I use PyTorch Lightning with TorchElastic. My training function looks like this:
import pytorch_lightning as pl
# Each train() call runs as a single worker (one process)
def train(config: InputConfig):
checkpoint_callback = pl.callbacks.ModelCheckpoint(...)
module = MyLightningModule(config)
trainer = pl.Trainer(num_nodes=..., gpus=..., checkpoint_callback=checkpoint_callback, ...)
trainer.fit(module)
return Results(...)
and I leverage torchelastic with the following
import torchelastic.distributed.local_launch as pet
...
def elastic_train(config: InputConfig):
lc = pet.LocalLaunchConfig(
# Assuming devgpu testing, min = max nodes = 1
min_nodes=1,
max_nodes=1,
nproc_per_node=cfg.trainer.gpus if cfg.trainer.gpus else 1,
# run_id just has to be globally unique
run_id=f"your_run_identifier_{uuid4()}",
# for fault tolerance; for testing set it to 0 (no fault tolerance)
max_restarts=0,
function_start_method="spawn",
)
# The "train" function is called inside the elastic_launch
ret = pet.elastic_launch(lc, fn=train)(config)
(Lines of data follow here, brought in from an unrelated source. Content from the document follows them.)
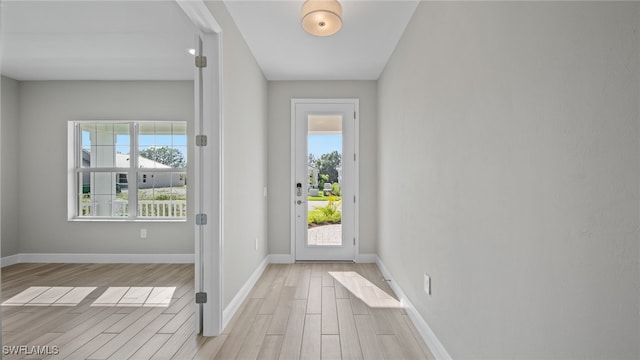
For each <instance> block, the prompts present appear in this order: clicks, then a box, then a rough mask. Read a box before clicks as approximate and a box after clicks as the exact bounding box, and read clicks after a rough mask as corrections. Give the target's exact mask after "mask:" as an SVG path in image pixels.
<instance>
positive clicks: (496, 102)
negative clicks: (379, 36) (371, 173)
mask: <svg viewBox="0 0 640 360" xmlns="http://www.w3.org/2000/svg"><path fill="white" fill-rule="evenodd" d="M639 19H640V3H638V2H633V3H595V2H562V3H555V2H524V3H522V2H421V3H420V5H419V6H418V8H417V10H416V12H415V14H414V16H413V18H412V20H411V23H410V24H409V26H408V27H407V30H406V32H405V34H404V35H403V37H402V39H401V41H400V43H399V45H398V47H397V48H396V50H395V52H394V54H393V56H392V58H391V60H390V61H389V63H388V65H387V67H386V69H385V71H384V73H383V75H382V77H381V79H380V80H379V89H378V91H379V103H380V105H379V146H380V147H379V151H378V153H379V179H380V180H379V181H380V182H379V193H380V194H381V197H380V202H379V214H380V215H379V218H380V219H384V221H380V226H379V255H380V257H381V259H382V261H383V262H384V263H385V264H386V266H387V267H388V268H389V270H390V271H391V273H392V274H393V276H394V278H395V279H396V280H397V281H398V283H399V285H400V286H401V287H402V288H403V289H404V291H405V292H406V294H407V295H408V297H409V298H410V300H411V302H412V303H413V304H414V305H415V306H416V308H417V309H418V310H419V312H420V313H421V315H422V316H423V317H424V318H425V319H426V321H427V322H428V323H429V325H430V327H431V328H432V330H433V331H434V332H435V334H436V335H437V337H438V338H439V339H440V341H441V342H442V343H443V345H444V346H445V348H446V349H447V350H448V352H449V353H450V355H451V356H452V357H453V358H607V359H614V358H635V359H637V358H639V357H640V349H639V345H638V343H639V342H638V339H640V330H639V328H640V318H639V306H640V295H639V280H640V276H639V274H640V272H639V262H638V253H639V233H638V229H639V226H640V224H639V218H640V211H639V205H640V203H639V200H640V199H639V196H640V192H639V185H638V184H639V183H640V168H639V164H640V162H639V161H638V156H639V154H640V153H639V150H640V141H639V138H640V134H639V123H640V108H639V106H638V101H639V99H640V89H639V87H640V69H639V67H640V55H639V52H640V50H639V46H640V45H639V44H640V21H639ZM424 273H428V274H429V275H430V276H431V277H432V296H426V295H425V293H424V292H423V291H422V279H423V274H424Z"/></svg>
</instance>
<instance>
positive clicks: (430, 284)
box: [424, 274, 431, 295]
mask: <svg viewBox="0 0 640 360" xmlns="http://www.w3.org/2000/svg"><path fill="white" fill-rule="evenodd" d="M424 292H425V293H427V295H431V278H430V277H429V275H427V274H424Z"/></svg>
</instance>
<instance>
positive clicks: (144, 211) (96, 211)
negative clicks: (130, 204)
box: [80, 200, 187, 218]
mask: <svg viewBox="0 0 640 360" xmlns="http://www.w3.org/2000/svg"><path fill="white" fill-rule="evenodd" d="M97 206H100V204H96V203H88V202H83V203H82V206H81V213H80V214H81V216H83V217H86V216H95V214H97V213H98V212H97V211H96V207H97ZM111 216H113V217H127V216H129V204H128V203H127V202H126V201H123V200H116V201H114V202H113V203H112V206H111ZM137 216H138V217H139V218H186V217H187V201H186V200H138V211H137Z"/></svg>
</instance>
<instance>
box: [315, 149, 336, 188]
mask: <svg viewBox="0 0 640 360" xmlns="http://www.w3.org/2000/svg"><path fill="white" fill-rule="evenodd" d="M341 162H342V156H341V155H340V153H339V152H337V151H332V152H330V153H328V154H322V155H320V158H319V159H316V158H315V156H314V155H313V154H309V165H310V166H313V167H314V168H316V169H318V177H319V179H318V180H320V181H321V182H323V183H324V182H330V183H335V182H338V170H336V168H337V167H338V166H340V164H341ZM322 175H327V176H328V181H327V179H326V178H325V179H323V178H322Z"/></svg>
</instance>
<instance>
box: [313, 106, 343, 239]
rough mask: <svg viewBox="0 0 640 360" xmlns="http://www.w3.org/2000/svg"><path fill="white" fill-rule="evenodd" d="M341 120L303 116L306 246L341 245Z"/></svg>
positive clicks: (341, 236) (341, 149)
mask: <svg viewBox="0 0 640 360" xmlns="http://www.w3.org/2000/svg"><path fill="white" fill-rule="evenodd" d="M342 120H343V118H342V115H341V114H338V115H308V117H307V122H308V123H307V125H308V126H307V158H308V164H307V165H308V166H307V175H308V176H307V178H308V183H307V190H308V191H307V193H308V201H307V223H308V229H307V246H321V247H325V246H342V239H343V236H342V197H341V196H342V191H341V185H342V154H343V151H342V148H343V145H342Z"/></svg>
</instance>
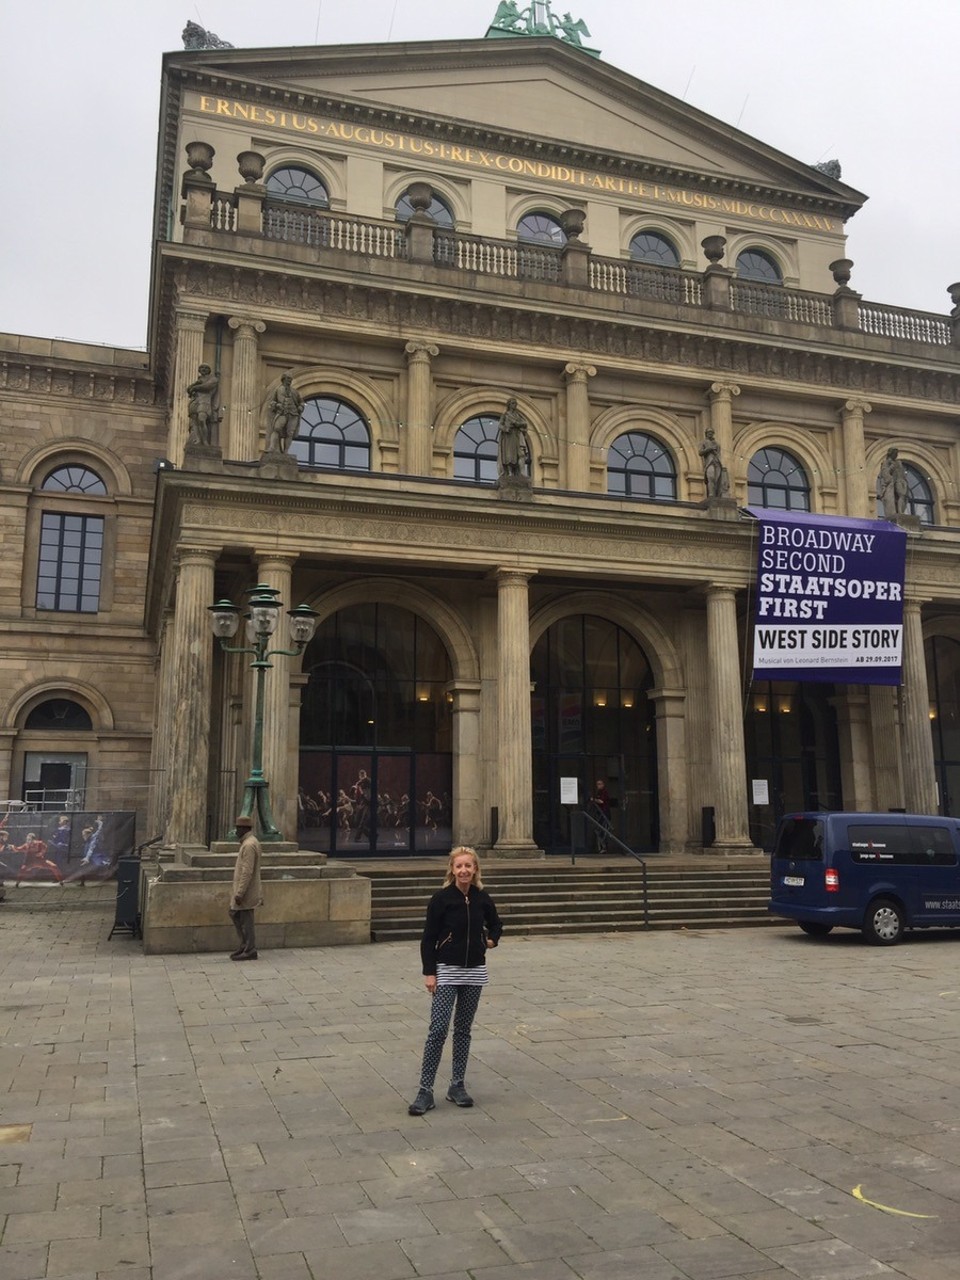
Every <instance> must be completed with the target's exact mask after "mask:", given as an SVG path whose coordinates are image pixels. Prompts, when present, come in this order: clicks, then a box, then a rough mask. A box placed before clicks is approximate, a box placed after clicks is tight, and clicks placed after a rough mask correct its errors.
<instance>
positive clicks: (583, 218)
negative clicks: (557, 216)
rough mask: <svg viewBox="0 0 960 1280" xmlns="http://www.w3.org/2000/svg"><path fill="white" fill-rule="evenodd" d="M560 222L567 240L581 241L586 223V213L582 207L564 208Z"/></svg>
mask: <svg viewBox="0 0 960 1280" xmlns="http://www.w3.org/2000/svg"><path fill="white" fill-rule="evenodd" d="M559 224H561V228H562V229H563V234H564V236H566V237H567V241H579V239H580V237H581V236H582V233H584V227H585V225H586V214H585V212H584V210H582V209H564V210H563V212H562V214H561V216H559Z"/></svg>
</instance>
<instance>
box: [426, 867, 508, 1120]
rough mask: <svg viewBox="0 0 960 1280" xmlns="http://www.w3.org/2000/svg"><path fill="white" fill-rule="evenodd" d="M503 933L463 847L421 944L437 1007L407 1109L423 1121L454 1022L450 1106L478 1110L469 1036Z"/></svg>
mask: <svg viewBox="0 0 960 1280" xmlns="http://www.w3.org/2000/svg"><path fill="white" fill-rule="evenodd" d="M502 932H503V925H502V924H500V918H499V915H498V914H497V908H495V906H494V904H493V899H492V897H490V895H489V893H488V892H486V890H485V888H484V886H483V881H481V879H480V861H479V859H477V856H476V852H475V851H474V850H472V849H468V847H467V846H466V845H461V846H460V847H458V849H454V850H453V852H452V854H451V856H449V859H448V863H447V876H445V877H444V881H443V888H442V890H440V891H439V892H438V893H434V896H433V897H431V899H430V904H429V906H428V909H426V923H425V924H424V936H422V938H421V940H420V957H421V960H422V964H424V986H425V987H426V989H428V991H429V992H430V996H431V997H433V1001H431V1009H430V1028H429V1030H428V1033H426V1043H425V1044H424V1062H422V1066H421V1069H420V1091H419V1092H417V1096H416V1098H413V1101H412V1102H411V1103H410V1107H408V1108H407V1110H408V1112H410V1115H412V1116H422V1115H425V1114H426V1112H428V1111H431V1110H433V1107H434V1080H435V1079H436V1069H438V1068H439V1065H440V1055H442V1053H443V1046H444V1043H445V1041H447V1032H448V1030H449V1025H451V1016H453V1065H452V1073H451V1087H449V1089H448V1091H447V1101H448V1102H454V1103H456V1105H457V1106H458V1107H472V1105H474V1100H472V1098H471V1097H470V1094H468V1093H467V1091H466V1085H465V1078H466V1073H467V1059H468V1057H470V1034H471V1029H472V1025H474V1018H475V1015H476V1010H477V1005H479V1004H480V993H481V992H483V989H484V987H485V986H486V982H488V973H486V952H488V950H489V948H490V947H495V946H497V943H498V942H499V940H500V933H502ZM454 1006H456V1014H454Z"/></svg>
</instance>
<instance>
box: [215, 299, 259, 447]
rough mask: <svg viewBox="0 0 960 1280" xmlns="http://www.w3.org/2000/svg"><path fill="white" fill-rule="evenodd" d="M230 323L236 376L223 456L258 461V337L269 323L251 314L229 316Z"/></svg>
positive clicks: (258, 384)
mask: <svg viewBox="0 0 960 1280" xmlns="http://www.w3.org/2000/svg"><path fill="white" fill-rule="evenodd" d="M227 323H228V325H229V326H230V329H233V378H232V379H230V403H229V410H228V413H229V416H228V436H227V440H225V443H224V444H223V456H224V457H225V458H236V460H237V461H238V462H255V461H256V460H257V458H259V457H260V431H259V417H257V410H259V407H260V376H259V374H260V367H259V352H257V347H259V342H257V338H259V334H261V333H265V330H266V325H265V324H264V321H262V320H252V319H250V317H248V316H230V319H229V320H228V321H227Z"/></svg>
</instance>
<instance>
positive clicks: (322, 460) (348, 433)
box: [289, 396, 370, 471]
mask: <svg viewBox="0 0 960 1280" xmlns="http://www.w3.org/2000/svg"><path fill="white" fill-rule="evenodd" d="M289 452H291V453H292V454H293V456H294V457H297V458H298V460H300V462H301V465H302V466H305V467H333V468H334V470H337V471H369V470H370V430H369V428H367V425H366V421H365V420H364V416H362V413H361V412H360V411H358V410H356V408H355V407H353V406H352V404H349V403H348V402H347V401H342V399H337V398H335V397H333V396H314V397H312V398H311V399H308V401H306V403H305V404H303V412H302V413H301V417H300V426H298V429H297V435H296V438H294V439H293V440H291V445H289Z"/></svg>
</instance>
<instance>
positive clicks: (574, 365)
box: [563, 360, 596, 383]
mask: <svg viewBox="0 0 960 1280" xmlns="http://www.w3.org/2000/svg"><path fill="white" fill-rule="evenodd" d="M563 376H564V378H566V380H567V381H568V383H586V380H588V378H596V366H595V365H588V364H585V362H581V361H579V360H571V361H570V364H568V365H564V366H563Z"/></svg>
print(f"Rank 0 results = {ret[0]}")
def main(config: InputConfig):
train_elastic(config)
Sometimes training can fail. At this point, I’d like to resume training from the latest checkpoint. However, I don’t know the path to the latest checkpoint ahead of time, since my train function is wrapped by torchelastic, This means resume_from_checkpoint
may not work for this use case because I don’t know the full path to the checkpoint ahead of time for when training fails, or if there’s even a valid path at all.